13. Pesan Mami

19.7K 1.7K 288
                                    

Mendengar Bik Marni menyetus nama Nella, sontak membuat Keyra bangkit dari duduknya.

"Mama?"

Terdengar gadis kecil itu menggumam keras. Seolah tak percaya dengan apa yang baru saja disampaikan Bik Marni. Lalu ketika melihat sang pelayan mengiyakan, Keyra lekas beranjak meninggalkan meja makan. Melihat itu, Rudi lantas menyusul buah hatinya ke luar. Maka aku pun tergerak untuk mengikuti mereka.

Di depan pintu, terlihat Nella berdiri mematung, sedangkan Ferdi berada di belakangnya. Tampak wajah wanita itu semakin pias dari terakhir kami bertemu. Pandanganya terpindai begitu kosong. Namun, begitu melihat Keyra mendekat, sorot matanya langsung berbinar ceria.

"Mama!"

Keyra berhambur memeluk perut sang mama. Mendekap erat seolah tak ingin berpisah lagi. Nella sendiri mengelus rambut sang buah hati. Lalu turun menunduk untuk mengecup kening bocah itu.

"Keyra kangen Mama. Kenapa Mama kerja gak pulang-pulang?"
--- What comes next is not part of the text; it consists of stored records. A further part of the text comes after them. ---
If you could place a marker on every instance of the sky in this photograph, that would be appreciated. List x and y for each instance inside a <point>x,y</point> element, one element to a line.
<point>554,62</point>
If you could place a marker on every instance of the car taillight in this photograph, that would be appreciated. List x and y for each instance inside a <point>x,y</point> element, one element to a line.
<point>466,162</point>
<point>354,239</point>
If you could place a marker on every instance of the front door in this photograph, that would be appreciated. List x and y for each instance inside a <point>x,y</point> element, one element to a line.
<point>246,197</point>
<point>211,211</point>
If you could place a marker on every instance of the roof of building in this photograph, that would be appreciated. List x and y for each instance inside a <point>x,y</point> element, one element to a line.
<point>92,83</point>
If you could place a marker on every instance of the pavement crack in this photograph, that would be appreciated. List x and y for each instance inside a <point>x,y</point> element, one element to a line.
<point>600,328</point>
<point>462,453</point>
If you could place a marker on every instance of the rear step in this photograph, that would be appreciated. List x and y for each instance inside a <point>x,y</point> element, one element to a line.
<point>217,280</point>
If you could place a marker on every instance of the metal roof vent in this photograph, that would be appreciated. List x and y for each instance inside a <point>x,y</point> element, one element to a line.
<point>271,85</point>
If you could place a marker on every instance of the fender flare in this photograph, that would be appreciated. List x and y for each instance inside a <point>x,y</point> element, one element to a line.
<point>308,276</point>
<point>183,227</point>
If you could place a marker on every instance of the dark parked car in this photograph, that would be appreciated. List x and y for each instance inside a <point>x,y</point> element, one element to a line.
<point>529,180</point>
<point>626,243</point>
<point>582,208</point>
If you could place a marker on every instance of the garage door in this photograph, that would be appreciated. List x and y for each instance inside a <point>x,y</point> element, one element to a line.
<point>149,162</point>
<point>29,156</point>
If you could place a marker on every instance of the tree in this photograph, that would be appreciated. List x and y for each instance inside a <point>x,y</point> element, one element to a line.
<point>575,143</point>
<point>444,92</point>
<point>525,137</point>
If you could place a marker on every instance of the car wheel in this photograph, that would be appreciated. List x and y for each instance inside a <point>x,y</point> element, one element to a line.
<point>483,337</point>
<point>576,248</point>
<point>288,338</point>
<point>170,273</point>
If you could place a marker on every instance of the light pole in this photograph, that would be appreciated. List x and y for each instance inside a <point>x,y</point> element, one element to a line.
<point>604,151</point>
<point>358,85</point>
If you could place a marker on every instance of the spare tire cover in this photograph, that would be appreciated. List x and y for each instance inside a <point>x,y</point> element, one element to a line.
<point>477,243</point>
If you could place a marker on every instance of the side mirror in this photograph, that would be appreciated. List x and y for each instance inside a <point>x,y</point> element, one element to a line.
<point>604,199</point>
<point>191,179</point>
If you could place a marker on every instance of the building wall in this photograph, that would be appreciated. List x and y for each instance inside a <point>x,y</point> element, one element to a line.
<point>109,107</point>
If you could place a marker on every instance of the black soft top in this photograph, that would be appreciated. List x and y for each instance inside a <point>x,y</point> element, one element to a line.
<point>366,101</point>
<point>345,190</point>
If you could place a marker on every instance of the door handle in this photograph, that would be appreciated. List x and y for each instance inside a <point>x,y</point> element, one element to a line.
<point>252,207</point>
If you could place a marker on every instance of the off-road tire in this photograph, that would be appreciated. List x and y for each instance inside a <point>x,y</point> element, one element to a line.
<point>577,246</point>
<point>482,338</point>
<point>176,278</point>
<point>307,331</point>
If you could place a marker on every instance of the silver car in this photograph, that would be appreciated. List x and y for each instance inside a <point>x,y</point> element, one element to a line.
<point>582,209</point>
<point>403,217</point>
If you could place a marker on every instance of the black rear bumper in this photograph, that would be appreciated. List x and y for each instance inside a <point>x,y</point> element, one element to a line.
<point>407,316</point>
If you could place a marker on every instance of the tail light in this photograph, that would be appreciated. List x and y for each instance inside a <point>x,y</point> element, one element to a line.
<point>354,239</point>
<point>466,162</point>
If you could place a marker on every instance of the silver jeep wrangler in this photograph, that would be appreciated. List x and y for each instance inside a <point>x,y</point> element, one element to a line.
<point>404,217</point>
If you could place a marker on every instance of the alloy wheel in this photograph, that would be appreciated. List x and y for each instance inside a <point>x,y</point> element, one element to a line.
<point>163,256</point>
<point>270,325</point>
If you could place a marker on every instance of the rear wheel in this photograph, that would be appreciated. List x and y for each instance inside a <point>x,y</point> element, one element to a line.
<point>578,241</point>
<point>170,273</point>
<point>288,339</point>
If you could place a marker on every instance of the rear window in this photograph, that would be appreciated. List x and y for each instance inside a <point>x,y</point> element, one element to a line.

Keyra merajuk dengan nada memprotes penuh kerinduan. Sedang Nella hanya terdiam tanpa bisa menjawab pertanyaan permata hatinya. Ahh ... aku pernah mengalami situasi seperti itu. Saat bibir kelu untuk menjawab pertanyaan yang dilontarkan Davin dulu. Sampai kini rasa bimbang itu masih singgah di hati.

Sementara Mas Ferdi tampak begitu terkesima melihat ada aku di rumah Rudi. Ada rona kecemburuan yang terpindai dari roman wajahnya. Namun, dia diam tanpa komentar. Kemudian selanjutnya, pria bertubuh tegap itu melangkah mendekati Rudi. Juga aku yang masih terbius oleh pemandangan haru pertemuan Keyra dan Nella.

"Nella terkena gejala sakit thipus. Dia tidak punya tempat tinggal. Dan sudah menginap di rumahku selama tiga malam atas saran dia!" Mas Ferdi mengabarkan ke Rudi sembari menunjukku. "Dan sekarang aku sedang sibuk mengurusi ibu yang tengah sakit," lanjutnya dingin.

Usai menyelesaikan kalimatnya, lelaki itu berlalu menuju mobilnya. Namun, di langkah ketiga dia kembali berbalik arah dan menatapku. "Kalo tidak ingin menyesal seumur hidupmu, sebaiknya kamu temui Mami di rumah sakit! Dia terkena serangan jantung," saran Mas Ferdi, tapi lebih tepatnya lagi perintahnya padaku.

Mendengar kata rumah sakit, tanpa berpikir dua kali aku langsung mengiyakan saran pria itu. Maka setelah berbasa-basi mengucap terima kasih pada Rudi, aku melangkah menyusul Mas Ferdi. Membuka pintu mobil lantas duduk di sampingnya.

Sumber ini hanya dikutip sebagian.